As I had suspected Samuel was face out, and I later learned that his head was cocked to the side a little. As he crowned I could feel his little body start wiggling around in the birth canal, and as the bridge of his nose was comming out he deciede to turn over to face the right way. That was the wierdest and most painful sensation. He came out pink and wailing his little head off.
All this done with a pict drop, I stuck it out and didn't have any pain relief. I think this was the most empowering thing for me.
As I stated in my other posts that one of the concerns with not getting to the hospital in time was that I hemmoraged with my daughter because I stopped contracting when she came out, and before the placenta came out. I did have major hemmoraging this time also. Even with the pict drip turned all the way up, my uterous stopped contracting. The nurse had to stand on a stool to get enough levorage with pushing on my tummy, the dr had to order an shot of something(I can't remember the name of it), and then the dr had to twice reach in and pull out large clots, then about an hour later I started bleeding again, the pict drip was increased and the nurse pushed out several large clots again. One was about the size of a salad plate. Quite grose.
Samuel is a very healthy little boy. As many of you know My dh and I are carriers of a metabolic genetic disorder and had to ff with soy until the pku test came back. Durring this time I pumped and stored the milk. After 2wks the test came back normal and I could start nursing. Samuel is doing great! He is one of those babies who don't care where his food is comming from as long as he is getting food!

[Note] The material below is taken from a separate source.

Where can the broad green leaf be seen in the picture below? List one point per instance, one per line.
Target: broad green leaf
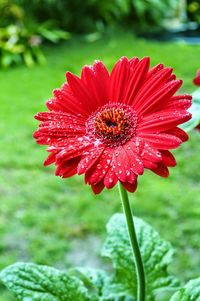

Congrats on little Samuel and WTG on showing that nurse you could do it! Sorry to hear about the hemmoraging, but glad they were able to manage it and glad that Samuel's tests came back normal.
What a story! Sounds scary, but glad you were still able to have your natural delivery even with the pitocin. I'm glad your doctor "stood up for you" to that darn nurse!
Congratulions on your little babe. It sounds like you were a trooper throughout the whole birth.